The plates have the letter “H,” “S,” or “Z” — abbreviations for Polish words (Polish was the official language in Galicia from the 1860s until WWII):

“H” stands for “hydrant” — fire hydrant;
“S” stands for “spust” — the valve that flushes water from the system;
“Z” stands for “zasuwa” — the stop valve.

The little number located at the very top is the serial number. The number above the letter is the diameter of the pipe. The number to the side is the distance in meters in the appropriate direction (indicated by the arrow). And the lower number is the distance in meters of from the wall.

Marker plates with the sorts of covers they point to
Examples where both the marker plate and hydrant are visible

Marker plates can also be found on fences and posts.

Under the marker plates we find the letter and numbers painted directly on the building, as can be seen in places where plates have been removed. This was either a temporary solution or an even older method used for marking the locations of the hydrants and valves.

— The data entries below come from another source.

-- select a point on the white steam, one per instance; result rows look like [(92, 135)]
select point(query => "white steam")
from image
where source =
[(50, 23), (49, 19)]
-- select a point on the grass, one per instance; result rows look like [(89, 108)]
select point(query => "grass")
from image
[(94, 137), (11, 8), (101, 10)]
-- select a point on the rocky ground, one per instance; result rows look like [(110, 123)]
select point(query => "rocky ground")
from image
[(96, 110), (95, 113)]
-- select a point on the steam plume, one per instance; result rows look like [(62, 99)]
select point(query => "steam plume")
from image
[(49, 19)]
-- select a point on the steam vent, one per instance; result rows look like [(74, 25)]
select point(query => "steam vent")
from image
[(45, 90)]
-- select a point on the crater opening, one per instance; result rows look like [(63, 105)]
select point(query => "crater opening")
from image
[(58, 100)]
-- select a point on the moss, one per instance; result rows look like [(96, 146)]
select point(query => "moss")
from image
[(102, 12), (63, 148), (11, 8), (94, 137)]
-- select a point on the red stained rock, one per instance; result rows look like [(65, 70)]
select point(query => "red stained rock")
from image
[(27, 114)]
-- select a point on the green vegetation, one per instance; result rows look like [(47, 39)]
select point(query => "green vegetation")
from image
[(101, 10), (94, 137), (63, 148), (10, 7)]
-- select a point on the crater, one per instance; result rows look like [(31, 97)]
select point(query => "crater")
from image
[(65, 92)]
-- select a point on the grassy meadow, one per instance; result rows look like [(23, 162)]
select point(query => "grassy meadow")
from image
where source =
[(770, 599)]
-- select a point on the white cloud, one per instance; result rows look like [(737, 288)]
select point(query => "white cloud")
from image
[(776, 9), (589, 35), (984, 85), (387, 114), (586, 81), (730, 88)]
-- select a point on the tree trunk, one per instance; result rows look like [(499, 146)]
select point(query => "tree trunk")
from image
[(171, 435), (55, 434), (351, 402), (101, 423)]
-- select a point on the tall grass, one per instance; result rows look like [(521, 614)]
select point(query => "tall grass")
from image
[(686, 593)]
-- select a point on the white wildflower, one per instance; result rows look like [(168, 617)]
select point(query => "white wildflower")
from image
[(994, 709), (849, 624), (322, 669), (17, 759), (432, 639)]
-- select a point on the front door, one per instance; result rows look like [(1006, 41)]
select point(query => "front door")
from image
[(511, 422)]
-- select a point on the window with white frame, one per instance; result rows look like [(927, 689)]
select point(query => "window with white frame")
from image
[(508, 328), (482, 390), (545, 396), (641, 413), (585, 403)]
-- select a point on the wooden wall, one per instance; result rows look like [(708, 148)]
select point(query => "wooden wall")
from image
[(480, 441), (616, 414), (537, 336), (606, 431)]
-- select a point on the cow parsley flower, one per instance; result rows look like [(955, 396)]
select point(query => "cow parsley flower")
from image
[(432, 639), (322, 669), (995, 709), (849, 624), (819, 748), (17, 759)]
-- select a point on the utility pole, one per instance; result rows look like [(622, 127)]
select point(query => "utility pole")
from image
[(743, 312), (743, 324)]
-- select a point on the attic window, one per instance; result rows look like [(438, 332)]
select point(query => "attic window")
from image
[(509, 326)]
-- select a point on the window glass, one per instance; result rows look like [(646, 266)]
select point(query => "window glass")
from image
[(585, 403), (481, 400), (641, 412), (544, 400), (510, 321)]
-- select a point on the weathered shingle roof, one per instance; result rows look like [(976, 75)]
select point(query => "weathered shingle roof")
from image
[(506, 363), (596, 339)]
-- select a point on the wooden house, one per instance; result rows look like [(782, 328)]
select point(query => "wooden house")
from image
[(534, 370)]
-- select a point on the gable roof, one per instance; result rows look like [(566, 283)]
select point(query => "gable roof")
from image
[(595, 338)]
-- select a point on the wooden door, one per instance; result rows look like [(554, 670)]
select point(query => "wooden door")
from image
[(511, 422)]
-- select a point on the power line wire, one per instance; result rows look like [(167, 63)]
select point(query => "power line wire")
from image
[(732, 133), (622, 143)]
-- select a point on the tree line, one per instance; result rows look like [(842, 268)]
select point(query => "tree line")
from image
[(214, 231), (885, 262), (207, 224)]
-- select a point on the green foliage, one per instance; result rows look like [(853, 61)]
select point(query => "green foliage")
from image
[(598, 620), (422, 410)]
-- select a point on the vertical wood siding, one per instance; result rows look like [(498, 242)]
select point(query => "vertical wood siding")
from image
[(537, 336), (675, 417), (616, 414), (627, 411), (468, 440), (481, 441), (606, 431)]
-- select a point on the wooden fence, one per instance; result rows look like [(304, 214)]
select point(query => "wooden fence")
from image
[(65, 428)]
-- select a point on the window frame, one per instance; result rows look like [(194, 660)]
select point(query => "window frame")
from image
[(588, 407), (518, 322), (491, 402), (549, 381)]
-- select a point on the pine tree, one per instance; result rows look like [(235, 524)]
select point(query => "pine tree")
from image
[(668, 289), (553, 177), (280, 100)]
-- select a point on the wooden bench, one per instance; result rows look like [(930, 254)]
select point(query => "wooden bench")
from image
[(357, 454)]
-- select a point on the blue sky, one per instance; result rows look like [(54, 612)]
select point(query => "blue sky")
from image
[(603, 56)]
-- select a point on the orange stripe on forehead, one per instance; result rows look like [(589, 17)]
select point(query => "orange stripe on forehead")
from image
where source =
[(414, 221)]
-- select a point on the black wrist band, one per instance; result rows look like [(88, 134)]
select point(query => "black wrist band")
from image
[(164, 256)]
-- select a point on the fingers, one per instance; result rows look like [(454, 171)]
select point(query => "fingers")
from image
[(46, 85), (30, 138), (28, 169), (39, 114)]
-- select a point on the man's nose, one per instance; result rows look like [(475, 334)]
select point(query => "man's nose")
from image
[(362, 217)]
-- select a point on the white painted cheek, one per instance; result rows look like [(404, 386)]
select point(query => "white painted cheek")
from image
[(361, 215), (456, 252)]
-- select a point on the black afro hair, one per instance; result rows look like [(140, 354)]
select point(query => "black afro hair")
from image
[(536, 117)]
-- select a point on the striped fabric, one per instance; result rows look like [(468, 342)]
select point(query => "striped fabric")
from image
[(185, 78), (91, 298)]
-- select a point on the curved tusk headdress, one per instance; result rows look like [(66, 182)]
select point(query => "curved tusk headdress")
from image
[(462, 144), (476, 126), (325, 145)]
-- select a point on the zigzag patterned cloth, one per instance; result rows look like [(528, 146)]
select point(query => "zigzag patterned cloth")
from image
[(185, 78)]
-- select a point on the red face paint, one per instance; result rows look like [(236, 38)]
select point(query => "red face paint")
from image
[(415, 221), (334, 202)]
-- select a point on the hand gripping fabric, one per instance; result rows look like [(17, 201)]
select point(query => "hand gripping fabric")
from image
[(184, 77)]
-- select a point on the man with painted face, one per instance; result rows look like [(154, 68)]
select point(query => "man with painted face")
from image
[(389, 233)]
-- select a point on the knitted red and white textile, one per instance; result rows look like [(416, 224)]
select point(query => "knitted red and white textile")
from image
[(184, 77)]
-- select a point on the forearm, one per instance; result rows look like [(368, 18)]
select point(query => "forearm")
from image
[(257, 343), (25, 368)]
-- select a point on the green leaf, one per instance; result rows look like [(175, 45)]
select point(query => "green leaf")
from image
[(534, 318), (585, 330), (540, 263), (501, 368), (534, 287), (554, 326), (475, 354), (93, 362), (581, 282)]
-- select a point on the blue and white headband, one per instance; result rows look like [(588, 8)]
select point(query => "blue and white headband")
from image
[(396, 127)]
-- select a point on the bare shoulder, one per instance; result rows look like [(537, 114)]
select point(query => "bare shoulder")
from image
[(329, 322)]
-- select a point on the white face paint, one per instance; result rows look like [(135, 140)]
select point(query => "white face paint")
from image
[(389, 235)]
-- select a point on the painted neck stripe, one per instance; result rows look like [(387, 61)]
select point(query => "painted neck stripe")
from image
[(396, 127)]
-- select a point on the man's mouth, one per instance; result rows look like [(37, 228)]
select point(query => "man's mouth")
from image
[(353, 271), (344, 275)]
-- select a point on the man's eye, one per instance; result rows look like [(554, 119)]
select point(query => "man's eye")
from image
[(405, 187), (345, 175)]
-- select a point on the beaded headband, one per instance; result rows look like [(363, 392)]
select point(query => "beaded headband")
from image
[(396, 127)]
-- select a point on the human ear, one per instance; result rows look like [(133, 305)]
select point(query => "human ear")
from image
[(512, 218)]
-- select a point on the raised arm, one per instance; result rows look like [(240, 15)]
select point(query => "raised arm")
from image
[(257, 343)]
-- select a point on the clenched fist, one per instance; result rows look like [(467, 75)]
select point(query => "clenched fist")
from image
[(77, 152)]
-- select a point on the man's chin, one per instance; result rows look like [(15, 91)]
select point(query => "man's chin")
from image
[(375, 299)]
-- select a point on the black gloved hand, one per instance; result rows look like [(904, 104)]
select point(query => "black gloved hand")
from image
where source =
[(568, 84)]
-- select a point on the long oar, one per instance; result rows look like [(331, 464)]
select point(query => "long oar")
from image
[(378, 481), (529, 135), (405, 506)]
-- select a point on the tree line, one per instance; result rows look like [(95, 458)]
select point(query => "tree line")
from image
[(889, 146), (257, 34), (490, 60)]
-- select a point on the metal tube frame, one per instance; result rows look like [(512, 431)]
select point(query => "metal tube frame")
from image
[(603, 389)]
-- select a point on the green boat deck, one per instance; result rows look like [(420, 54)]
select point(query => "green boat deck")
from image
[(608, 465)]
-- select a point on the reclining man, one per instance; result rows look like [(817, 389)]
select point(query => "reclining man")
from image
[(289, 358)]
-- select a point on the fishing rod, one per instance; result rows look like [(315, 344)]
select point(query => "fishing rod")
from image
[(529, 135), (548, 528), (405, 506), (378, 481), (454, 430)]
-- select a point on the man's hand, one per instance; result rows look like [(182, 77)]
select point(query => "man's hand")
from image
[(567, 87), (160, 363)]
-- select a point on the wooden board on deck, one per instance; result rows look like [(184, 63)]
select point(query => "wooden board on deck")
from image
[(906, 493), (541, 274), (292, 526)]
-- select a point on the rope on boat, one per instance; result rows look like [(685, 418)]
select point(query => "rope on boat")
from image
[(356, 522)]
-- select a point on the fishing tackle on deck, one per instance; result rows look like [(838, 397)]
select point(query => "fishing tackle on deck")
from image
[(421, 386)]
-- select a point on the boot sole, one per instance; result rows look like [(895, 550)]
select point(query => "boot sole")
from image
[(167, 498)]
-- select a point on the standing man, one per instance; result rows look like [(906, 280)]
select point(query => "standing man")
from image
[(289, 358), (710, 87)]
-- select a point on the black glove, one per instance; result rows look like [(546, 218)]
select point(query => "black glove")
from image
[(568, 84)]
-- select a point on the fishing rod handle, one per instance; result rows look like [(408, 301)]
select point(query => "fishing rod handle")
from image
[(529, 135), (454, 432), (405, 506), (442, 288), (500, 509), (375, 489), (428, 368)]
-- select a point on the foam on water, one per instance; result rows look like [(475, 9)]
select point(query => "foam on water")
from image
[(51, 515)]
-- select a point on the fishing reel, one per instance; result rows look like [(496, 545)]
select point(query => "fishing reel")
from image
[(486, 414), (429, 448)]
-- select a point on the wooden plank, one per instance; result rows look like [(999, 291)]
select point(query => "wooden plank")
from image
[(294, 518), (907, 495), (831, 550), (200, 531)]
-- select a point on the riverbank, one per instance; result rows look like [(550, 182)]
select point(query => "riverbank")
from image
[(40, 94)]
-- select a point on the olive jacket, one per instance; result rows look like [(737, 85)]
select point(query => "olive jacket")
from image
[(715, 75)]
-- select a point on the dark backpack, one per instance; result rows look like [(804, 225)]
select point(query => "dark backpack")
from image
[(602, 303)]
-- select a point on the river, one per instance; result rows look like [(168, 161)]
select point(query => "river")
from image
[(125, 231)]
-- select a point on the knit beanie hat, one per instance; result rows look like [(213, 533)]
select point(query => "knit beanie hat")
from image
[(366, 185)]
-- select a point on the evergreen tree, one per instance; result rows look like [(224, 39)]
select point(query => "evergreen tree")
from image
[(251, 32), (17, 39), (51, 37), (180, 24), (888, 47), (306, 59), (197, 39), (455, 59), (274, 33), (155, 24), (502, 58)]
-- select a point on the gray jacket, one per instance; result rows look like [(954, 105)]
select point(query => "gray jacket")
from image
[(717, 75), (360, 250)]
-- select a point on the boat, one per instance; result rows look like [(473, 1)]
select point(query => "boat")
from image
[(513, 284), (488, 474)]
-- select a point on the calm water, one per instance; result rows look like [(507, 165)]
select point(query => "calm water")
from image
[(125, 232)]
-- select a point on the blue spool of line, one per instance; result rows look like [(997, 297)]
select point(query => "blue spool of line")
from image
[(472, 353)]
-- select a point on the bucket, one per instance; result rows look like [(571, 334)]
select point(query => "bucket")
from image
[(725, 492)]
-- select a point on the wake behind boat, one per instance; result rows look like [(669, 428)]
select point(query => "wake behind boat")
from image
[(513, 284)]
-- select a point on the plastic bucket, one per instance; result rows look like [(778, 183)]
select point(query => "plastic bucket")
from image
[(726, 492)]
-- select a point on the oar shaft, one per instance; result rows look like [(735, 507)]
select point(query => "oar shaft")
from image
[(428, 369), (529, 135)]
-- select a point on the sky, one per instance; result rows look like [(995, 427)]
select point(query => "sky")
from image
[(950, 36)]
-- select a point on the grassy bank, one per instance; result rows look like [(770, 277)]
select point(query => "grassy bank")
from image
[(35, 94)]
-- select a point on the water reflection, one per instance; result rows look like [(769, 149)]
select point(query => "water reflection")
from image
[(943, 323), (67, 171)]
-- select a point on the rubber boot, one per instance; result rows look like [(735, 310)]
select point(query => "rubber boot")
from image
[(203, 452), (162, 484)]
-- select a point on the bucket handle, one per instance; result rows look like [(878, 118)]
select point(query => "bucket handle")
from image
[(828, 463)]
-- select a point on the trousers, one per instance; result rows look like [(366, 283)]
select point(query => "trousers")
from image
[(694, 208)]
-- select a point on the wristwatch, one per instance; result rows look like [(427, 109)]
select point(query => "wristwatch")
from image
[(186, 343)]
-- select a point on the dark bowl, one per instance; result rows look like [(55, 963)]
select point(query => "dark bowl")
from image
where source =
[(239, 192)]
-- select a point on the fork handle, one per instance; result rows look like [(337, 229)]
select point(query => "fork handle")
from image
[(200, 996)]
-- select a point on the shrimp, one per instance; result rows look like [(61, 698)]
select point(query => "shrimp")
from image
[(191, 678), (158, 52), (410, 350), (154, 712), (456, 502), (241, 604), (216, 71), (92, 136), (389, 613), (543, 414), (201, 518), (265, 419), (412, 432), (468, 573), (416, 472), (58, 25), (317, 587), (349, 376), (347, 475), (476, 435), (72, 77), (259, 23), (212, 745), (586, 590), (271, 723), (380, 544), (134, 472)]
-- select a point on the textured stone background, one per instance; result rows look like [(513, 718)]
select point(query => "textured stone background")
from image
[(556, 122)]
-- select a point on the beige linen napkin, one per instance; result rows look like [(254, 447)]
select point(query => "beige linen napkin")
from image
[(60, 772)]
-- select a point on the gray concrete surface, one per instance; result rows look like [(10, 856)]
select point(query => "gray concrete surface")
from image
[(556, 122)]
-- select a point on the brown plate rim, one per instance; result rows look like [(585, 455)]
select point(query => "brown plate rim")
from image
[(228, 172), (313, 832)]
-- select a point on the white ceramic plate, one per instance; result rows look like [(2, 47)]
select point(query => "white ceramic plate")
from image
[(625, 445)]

It is not surprising that these prewar relics survived the wars and the Soviet era—their function stayed the same and they remained vital to the functioning of the city. And even though Russian and Ukrainian would come to replace Polish as the language of the urban landscape, the Polish abbreviations and inscriptions were inconspicuous enough that the marker plates, as well as the manhole covers themselves, were left undisturbed—the hassle of replacing them was definitely not worth the effort.

And although no major changes are being done to the sewerage or plumbing systems in the historical neighborhoods of Lviv, occasionally the need to add new marker plates arises. And so here and there one can find plates with the Cyrillic letters “ПГ,” which stand for the words “пожежний гідрант”—Ukrainian for “fire hydrant.”